Hamiltonian energy of a measured state

let’s assume I created Schrodinger problem in Braket and executed it on Aquila:

H = Hamiltonian()
drive = get_drive(time_points, omega_values, detuning_values, phase_values)
H += drive
ahs_progr = AnalogHamiltonianSimulation(  register=register, hamiltonian=H)    
task = device.run(ahs_prog, shots=shots)

This gives me dictionary with measured shots per bistrring, e.g.:
‘gggrgrggrrgrgrgrgrrgrgrgrgrrgrgrgrgrrggrgrggr’: 132,
‘ggrgrgrgrrgrergrgrrgrgrgrgrrgrgrgggrrgggrgrgr’: 71,
‘grgrgrgrgrgrgrrggrrgggrgrgrrgrgrgrgrrgrggrgrg’: 42,

I’d like to compute energy of each measured state at arbitrary time , like this

for  bitstr in rawBitstr:
   ene = ahs_progr.energy(bitstr, time=1.3e-6)

How can I do it?
ahs_prog object knows everything about the atoms placement and about the driving fields at any time.

Hi Jan,

two things:

  1. Because you have shots taken in one basis you can only access the diagonal part of the density matrix so having a method to measure the energy at an abitrary times, but you can measure the energy at the end of the evolution
  2. There is currently no implementation for energy at the end of the evolution implemented in the braket sdk. I would encourage you to submit a github issue to ask for them to potentially implement this.



Hi Phil,
Ad 1: agree.
Ad 2: it is 20 lines of code: find all pairs of 1-states and compute the van der Waals terms, next compute hamming weight and multiply by the final value of Delta.
Add all of it together. I’m almost done.

Is my understanding correct I’ll get energy in Jules, if I use C6=5.42E-24, Hz for Delta, and meters for positions?

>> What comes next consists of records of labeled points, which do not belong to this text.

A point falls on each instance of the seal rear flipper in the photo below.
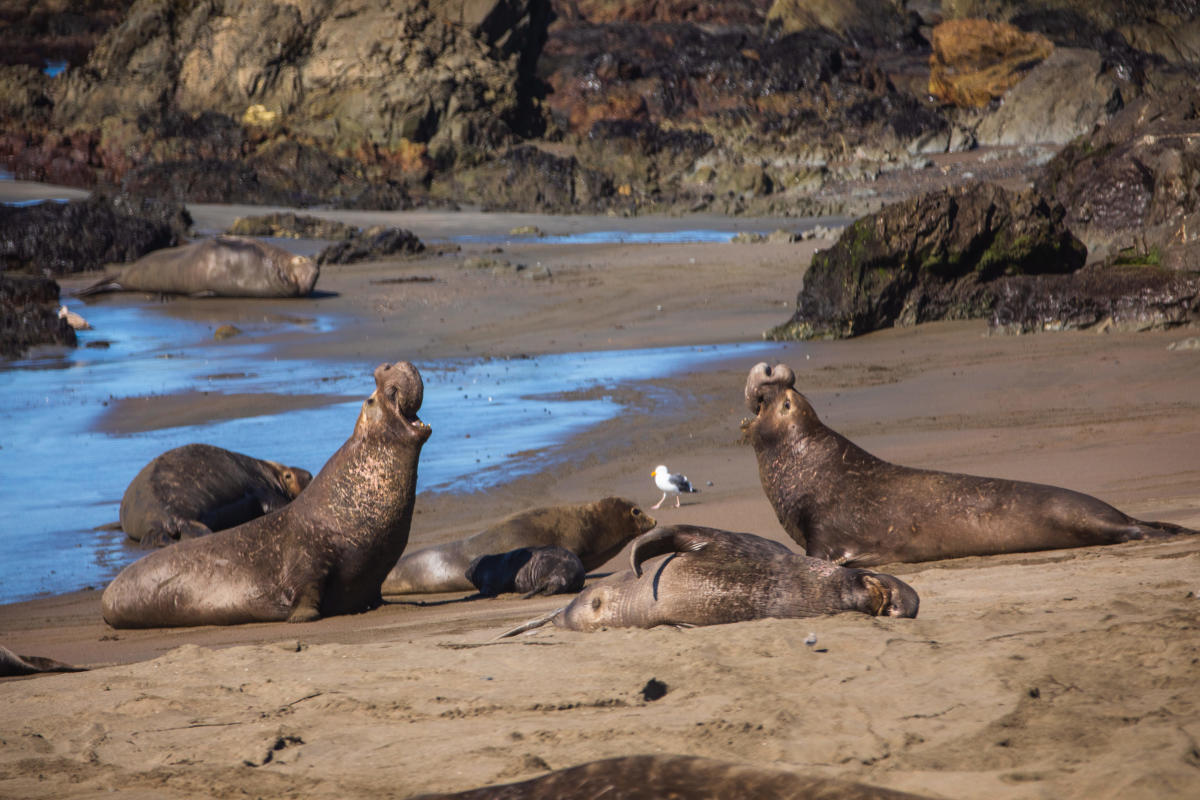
(107, 283)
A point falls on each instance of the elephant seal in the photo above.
(676, 776)
(15, 665)
(714, 577)
(528, 570)
(324, 553)
(595, 531)
(222, 266)
(844, 504)
(193, 489)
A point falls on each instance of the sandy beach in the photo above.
(1056, 674)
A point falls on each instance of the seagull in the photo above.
(670, 483)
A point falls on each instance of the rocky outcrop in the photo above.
(1133, 186)
(372, 245)
(29, 314)
(976, 61)
(935, 257)
(83, 235)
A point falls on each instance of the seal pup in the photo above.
(528, 570)
(595, 531)
(642, 777)
(193, 489)
(670, 483)
(840, 503)
(226, 266)
(15, 665)
(714, 577)
(324, 553)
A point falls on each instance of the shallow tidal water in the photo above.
(61, 476)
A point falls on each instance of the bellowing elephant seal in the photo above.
(222, 266)
(595, 531)
(843, 504)
(324, 553)
(645, 777)
(717, 577)
(195, 489)
(528, 570)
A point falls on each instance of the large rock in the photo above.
(29, 314)
(934, 257)
(976, 61)
(1134, 184)
(83, 235)
(1110, 298)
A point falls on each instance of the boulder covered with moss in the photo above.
(933, 257)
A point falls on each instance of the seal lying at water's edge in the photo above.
(675, 776)
(844, 504)
(595, 531)
(226, 266)
(193, 489)
(324, 553)
(528, 570)
(714, 577)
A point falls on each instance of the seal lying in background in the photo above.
(717, 577)
(324, 553)
(595, 531)
(675, 776)
(844, 504)
(13, 665)
(528, 570)
(195, 489)
(222, 266)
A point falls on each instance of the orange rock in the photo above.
(976, 61)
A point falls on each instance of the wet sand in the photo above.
(1066, 674)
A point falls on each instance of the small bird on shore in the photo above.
(671, 483)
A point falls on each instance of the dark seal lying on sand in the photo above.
(843, 504)
(714, 577)
(651, 777)
(528, 570)
(222, 266)
(324, 553)
(595, 531)
(195, 489)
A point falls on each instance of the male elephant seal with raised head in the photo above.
(714, 577)
(193, 489)
(222, 266)
(651, 777)
(595, 531)
(324, 553)
(843, 504)
(528, 570)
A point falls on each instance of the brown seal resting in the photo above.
(843, 504)
(13, 665)
(193, 489)
(324, 553)
(528, 570)
(651, 777)
(222, 266)
(714, 577)
(595, 531)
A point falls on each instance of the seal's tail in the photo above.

there must be some h=1 constant ignored in the formula for the van der Waals term.
At the face value, if energy is C6/r^6, than for
C6=5.42E-24 and r=6 um I’d get
5.24e-24/(6e-6)^6=112MJ of energy.
And 1 MJ is approximately equal to the energy released by burning 0.24 gallons (or 0.9 liters) of gasoline.
Your Aquila is not nuclear powered and has no 10 cooling towers

follow up. Now I see I forgot about the hbar=1.05457182e-34 # in (J s).
The revised formula for the Van der Waals energy of 2 atoms spaced by 6 um would be now
5.24e-24/(6e-6)^61e-341e12= 1.1e-14(pJ) (pico-Joule)
is this value reasonable to you?

Yes that looks good to me